Gene turned to face me. Although he’d seen me before, he seemed to be finally
looking
at me, and I recognized his expression. I’d seen more of it in the last 48 hours than I’d ever seen in my life: concern and pity. Every brunette in the state was probably on the receiving end of the same stare and understood what it felt like to be a bull’s eye. “It was on the news this morning, ma’am. The murderer left a snowman with a candy cane in front of the lady’s house before he killed her. At least two other women in town had the identical snowman in front of their houses, and the police are checking to make sure there aren’t more.” He turned back to Mr. Denny. “Wouldn’t
it make sense for any woman who receives something strange to call the police?”

“It’s December, the week before Christmas. Millions of unexpected gifts are being exchanged every day. This killer knows what he’s doing, I’m afraid.”

Leo clenched his fists. “Can you teach us something to help catch him?”

Mr. Denny shook his head. “On an investigation of this scale, the best thing any of us can do is to stay out of the way and contact the police if we see or hear anything relevant. Back to work, okay?”

As he distributed the test, one of those fat, lazy winter flies started buzzing around my head, as loud as a chainsaw. I swiped at it and glanced around, hoping no one would notice. It was like having a loud finger pointing at me, telling the world I was stinky. I shooed it again and sniffed my armpit. That’s what I was doing when Mr. Denny passed me my test.

“Good luck,” he said, his expression puzzled.

“Oh, I was just … thank you.” I desperately wanted to tell him that I did not in fact smell, and that I had showered and brushed my teeth this morning. Some things shake out worse in the explanation, though. Damn fly. I watched with satisfaction as it flew toward Gene like a drunken marble, but the happiness lasted only a moment. My mind careened back to Natalie, as it had a hundred times since I’d watched last night’s news. I remembered the sad, shy smile she’d had for me at my dad’s funeral, her black blazer stuffed with shoulder pads in the style we all wore that year, the momentary sense that I wasn’t alone that quickly disappeared under the permanence of the loss of a parent, no matter how shitty they were. The test suddenly felt like an outrageous waste of time. I normally loved a written challenge, but I just didn’t have it in me to care about abstract, multiple choice questions.

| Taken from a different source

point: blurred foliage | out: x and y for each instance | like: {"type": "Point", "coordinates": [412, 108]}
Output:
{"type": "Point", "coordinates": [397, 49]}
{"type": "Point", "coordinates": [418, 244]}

I filled them in haphazardly and handed it back.

The rest of the class included a lecture accompanied by a short, profoundly cheesy film on PI ethics where the main actor wore a flasher’s trench coat and violated one ethic after another, with each one ending by turning to the camera and asking, “What would
you
do?” I’d probably not swipe her red silk underwear while snooping through her drawer for incriminating photographs, buddy, but that’s just me. The buffoonish tone of the film seemed in particularly poor taste after last night’s murder, and Mr. Denny appeared to realize it halfway through, shifting uncomfortably once or twice in his seat.

There was no talk of the seven secrets assignment, but I felt restless after class. I decided to follow Kent again. Sure as shootin’, he drove directly to the Kandi Mall, parked in front of Sears, and entered. He was acting very much like the owner of secret #4, a man who no longer had a job to go to but didn’t want to go home. I wasn’t sure how I’d find out for sure short of coming right out and asking him, and I didn’t feel like going into the mall.